【愛知】準々決勝 中京大中京 vs 杜若
<第105回全国高校野球選手権愛知大会:中京大中京14-1杜若(5回コールド)>◇25日◇準々決勝◇岡崎レッドダイヤモンドスタジアム
愛知大会は、最初の抽選でA~Hのまでのブロックで、ベスト8が決まると再抽選となる。愛知大会の多くの指導者たちは、「苦労してベスト8に残ると、再抽選となるので、ここからまた次の大会が始まるという感じです」と言う。

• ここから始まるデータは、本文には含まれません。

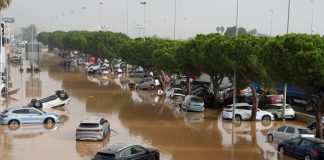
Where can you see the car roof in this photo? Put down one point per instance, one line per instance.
(115, 148)
(239, 104)
(91, 120)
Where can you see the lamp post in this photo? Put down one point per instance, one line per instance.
(234, 77)
(271, 22)
(313, 1)
(100, 3)
(144, 4)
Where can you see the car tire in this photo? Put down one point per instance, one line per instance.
(13, 124)
(238, 118)
(282, 150)
(307, 157)
(266, 118)
(49, 121)
(38, 104)
(270, 138)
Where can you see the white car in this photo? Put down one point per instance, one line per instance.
(174, 92)
(276, 110)
(243, 111)
(287, 132)
(92, 128)
(60, 98)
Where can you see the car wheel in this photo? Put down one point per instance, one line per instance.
(270, 138)
(282, 150)
(307, 157)
(38, 104)
(238, 118)
(49, 121)
(266, 118)
(13, 124)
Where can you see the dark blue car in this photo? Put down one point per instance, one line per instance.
(303, 148)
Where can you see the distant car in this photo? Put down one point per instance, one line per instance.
(243, 111)
(287, 132)
(16, 116)
(303, 148)
(193, 103)
(92, 128)
(174, 92)
(60, 98)
(126, 151)
(148, 83)
(137, 73)
(276, 110)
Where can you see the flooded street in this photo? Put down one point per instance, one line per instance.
(139, 117)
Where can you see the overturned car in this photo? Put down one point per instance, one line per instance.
(59, 99)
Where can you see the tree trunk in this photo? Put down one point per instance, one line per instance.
(255, 104)
(317, 105)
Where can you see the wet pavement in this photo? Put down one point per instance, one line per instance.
(139, 117)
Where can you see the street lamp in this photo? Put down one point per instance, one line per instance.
(175, 18)
(144, 3)
(100, 3)
(313, 1)
(271, 22)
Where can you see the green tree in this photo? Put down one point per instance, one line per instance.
(298, 59)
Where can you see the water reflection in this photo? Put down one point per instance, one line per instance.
(86, 149)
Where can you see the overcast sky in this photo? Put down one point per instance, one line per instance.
(193, 16)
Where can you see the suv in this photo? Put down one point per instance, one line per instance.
(146, 83)
(92, 128)
(16, 116)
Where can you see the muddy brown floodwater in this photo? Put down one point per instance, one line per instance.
(138, 117)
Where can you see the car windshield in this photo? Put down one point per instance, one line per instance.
(305, 131)
(89, 125)
(196, 99)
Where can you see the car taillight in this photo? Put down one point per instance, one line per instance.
(314, 152)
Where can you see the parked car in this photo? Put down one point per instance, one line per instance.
(122, 151)
(92, 128)
(303, 148)
(60, 98)
(287, 132)
(243, 111)
(16, 116)
(174, 92)
(193, 103)
(137, 73)
(148, 83)
(276, 110)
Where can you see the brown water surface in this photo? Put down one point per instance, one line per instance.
(139, 117)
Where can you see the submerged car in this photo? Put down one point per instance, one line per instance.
(16, 116)
(174, 92)
(193, 103)
(276, 110)
(287, 132)
(243, 111)
(92, 128)
(60, 98)
(147, 83)
(122, 151)
(303, 148)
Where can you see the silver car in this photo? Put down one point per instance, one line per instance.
(148, 83)
(16, 116)
(287, 132)
(92, 128)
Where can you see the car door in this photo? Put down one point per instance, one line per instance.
(302, 148)
(35, 116)
(22, 115)
(139, 153)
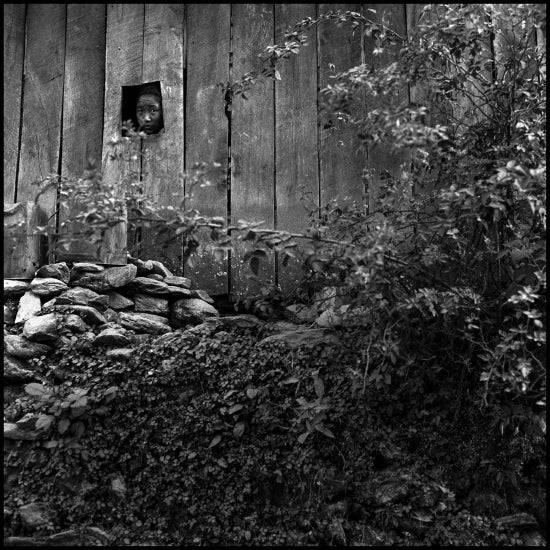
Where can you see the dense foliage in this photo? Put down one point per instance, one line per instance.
(204, 443)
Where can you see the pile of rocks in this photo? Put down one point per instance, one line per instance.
(113, 307)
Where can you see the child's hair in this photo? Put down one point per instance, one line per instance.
(149, 89)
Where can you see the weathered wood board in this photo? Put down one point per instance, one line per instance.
(163, 153)
(123, 67)
(42, 101)
(296, 135)
(342, 157)
(252, 143)
(24, 252)
(14, 48)
(206, 129)
(82, 110)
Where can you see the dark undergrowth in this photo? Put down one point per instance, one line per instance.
(217, 440)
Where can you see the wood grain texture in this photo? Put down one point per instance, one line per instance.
(208, 46)
(82, 108)
(42, 102)
(342, 157)
(381, 160)
(297, 170)
(252, 142)
(24, 252)
(14, 47)
(163, 153)
(123, 67)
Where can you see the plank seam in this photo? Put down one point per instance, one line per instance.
(319, 144)
(274, 90)
(20, 136)
(53, 256)
(229, 131)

全国最多の173チームが参加しているだけに、強豪校も多く、その頂上へのロードは厳しく長いものとなっている。
名門の中京大中京も、今大会は春季大会で低迷したということもあってノーシードでの戦いとなったので、ここまでロングロードだった。しかも、4回戦では桜丘とタイブレークを延長12回で制するなど苦しみながらも勝ち上がってきた。そして、5回戦は新城有数館にコールド勝ちし、この日の準々決勝では、躍進著しい杜若を圧倒した。

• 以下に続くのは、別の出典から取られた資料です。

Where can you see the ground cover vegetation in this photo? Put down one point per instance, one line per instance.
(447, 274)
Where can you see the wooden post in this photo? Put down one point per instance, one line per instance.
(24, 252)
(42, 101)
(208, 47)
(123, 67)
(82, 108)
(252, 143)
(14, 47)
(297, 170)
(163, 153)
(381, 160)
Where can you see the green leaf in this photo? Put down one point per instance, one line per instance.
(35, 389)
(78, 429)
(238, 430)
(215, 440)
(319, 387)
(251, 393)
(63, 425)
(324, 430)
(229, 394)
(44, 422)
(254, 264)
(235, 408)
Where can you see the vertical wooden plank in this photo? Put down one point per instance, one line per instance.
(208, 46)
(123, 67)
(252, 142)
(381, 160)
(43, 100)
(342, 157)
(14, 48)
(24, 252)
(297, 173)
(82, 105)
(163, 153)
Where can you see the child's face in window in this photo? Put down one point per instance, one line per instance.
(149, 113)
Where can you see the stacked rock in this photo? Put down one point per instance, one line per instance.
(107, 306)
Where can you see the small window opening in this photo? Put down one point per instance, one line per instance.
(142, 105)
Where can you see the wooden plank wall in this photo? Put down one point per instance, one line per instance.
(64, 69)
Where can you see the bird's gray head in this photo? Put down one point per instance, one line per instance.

杜若は春季県大会では1回戦で名古屋に敗れている。元近鉄~ヤクルトの田中祐貴監督がプロ野球を引退後に、帝京大可児のコーチを経て昨春母校の監督に就任している。ただ、この代の3年生は4人しかいないという状況でもあった。それでも、大会に入って、一宮商、豊川工科、岩津と粘り強い豊田南を下して、5回戦ではここまで快進撃をしてきた向陽に対して金原 優大投手(2年)がノーヒットノーランを達成するなどでムードも盛り上がっていた。
中京大中京の高橋源一郎監督も、その勢いを警戒していた。だから、「まずは、先取点が欲しい」ということで、2回は4番・大西 遼多内野手(3年)がチーム初安打の左前安打で出るとバントで進め、神谷 倖士朗内野手(2年)の内野安打で一、三塁となったところで、江崎 直人捕手(3年)はスクイズ。まさに手堅い「中京野球」で1点を取りに行った。
また、先発の中井 遥次郎投手(2年)も失策は1つあったものの、1~3回は3人ずつで抑えていく好投だった。
そして迎えた4回、中京大中京は四球と安打で一、二塁とすると、江崎がしっかりと送り、1死二、三塁。ここで8番に入っている中井の一打は強い二塁強襲の二塁打となり、2人がかえる。さらに四球と1番・西谷 光世外野手(3年)のバント安打に犠飛、そして、山田 頼旺外野手(2年)の右中間三塁打に、2失策も絡んでこの回大量7点が入った。
これで試合の流れは完全に中京大中京のものとなった。
4回からは無安打のまま中井がマウンドを降りて、2人目の祝 昂輝投手(3年)につないだ。祝も、大会に入って調子を上げてきているということだ。髙橋監督も、「チームはまだまだ未成熟なので、大会を通じて少しずつやれることをやって結果を出していきながら、自信にもなっている」と言うが、そんなチーム状況を表すかのように、成長した姿を示す好投だった。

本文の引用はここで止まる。